🤖 AI Summary
This paper studies robust regulatory design for labor contracts with limited-liability workers under moral hazard, where a regulator faces joint uncertainty about worker effort and firm production costs, and evaluates policies by worst-case regret. We propose the first regret-minimizing regulatory framework based on linear piece-rate contracts characterized by a minimum admissible slope—i.e., the regulator permits only linear contracts whose marginal incentive (slope) exceeds a threshold. This structure simultaneously ensures incentive compatibility and worker protection. Leveraging robust optimization and minimax mechanism design, we derive the optimal regulatory set. Theoretically, our rule significantly improves allocative efficiency while guaranteeing workers a minimum expected payoff.
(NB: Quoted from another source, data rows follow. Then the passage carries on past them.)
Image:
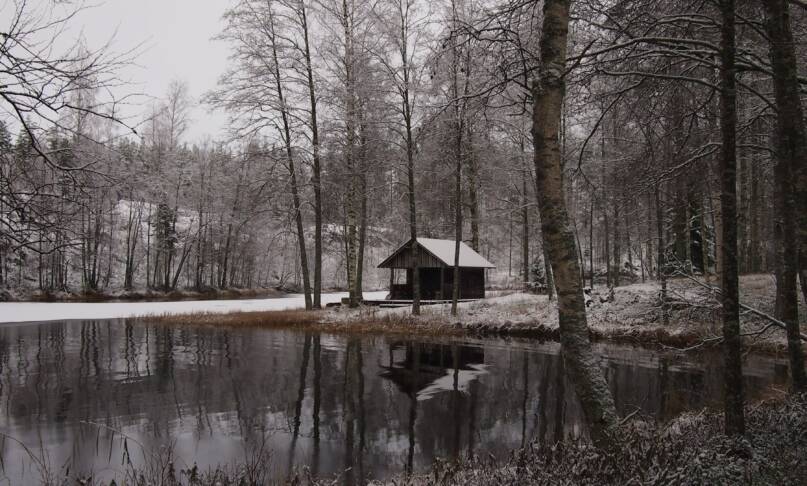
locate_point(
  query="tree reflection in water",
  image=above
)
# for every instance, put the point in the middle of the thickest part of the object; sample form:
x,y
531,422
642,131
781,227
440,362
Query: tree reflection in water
x,y
368,407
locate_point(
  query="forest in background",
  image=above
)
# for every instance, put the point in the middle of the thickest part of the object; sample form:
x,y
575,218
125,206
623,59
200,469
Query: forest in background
x,y
356,125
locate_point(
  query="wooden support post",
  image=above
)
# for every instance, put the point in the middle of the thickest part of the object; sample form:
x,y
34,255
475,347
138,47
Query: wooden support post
x,y
442,283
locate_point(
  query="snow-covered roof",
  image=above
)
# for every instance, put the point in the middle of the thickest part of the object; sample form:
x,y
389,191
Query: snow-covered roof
x,y
443,250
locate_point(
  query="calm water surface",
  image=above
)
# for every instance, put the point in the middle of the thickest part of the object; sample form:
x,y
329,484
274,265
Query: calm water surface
x,y
88,395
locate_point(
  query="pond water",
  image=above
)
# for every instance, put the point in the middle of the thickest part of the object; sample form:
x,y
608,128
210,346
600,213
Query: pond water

It thus establishes a tractable, interpretable, and implementable paradigm for labor market regulation under parametric uncertainty.
📝 Abstract
We study the robust regulation of labour contracts in moral hazard problems. A firm offers a contract to incentivise a worker protected by limited liability. A regulator chooses the set of permissible contracts to (i) improve efficiency and (ii) protect the worker. The regulator does not know the worker's actions and the firm's costs and evaluates regulations by their worst-case regret. The regret-minimising regulation imposes a minimum piece rate compensation for the worker: it allows all contracts above a minimum linear contract. The slope of the minimum contract balances the worker's protection and the necessary flexibility for incentive provision.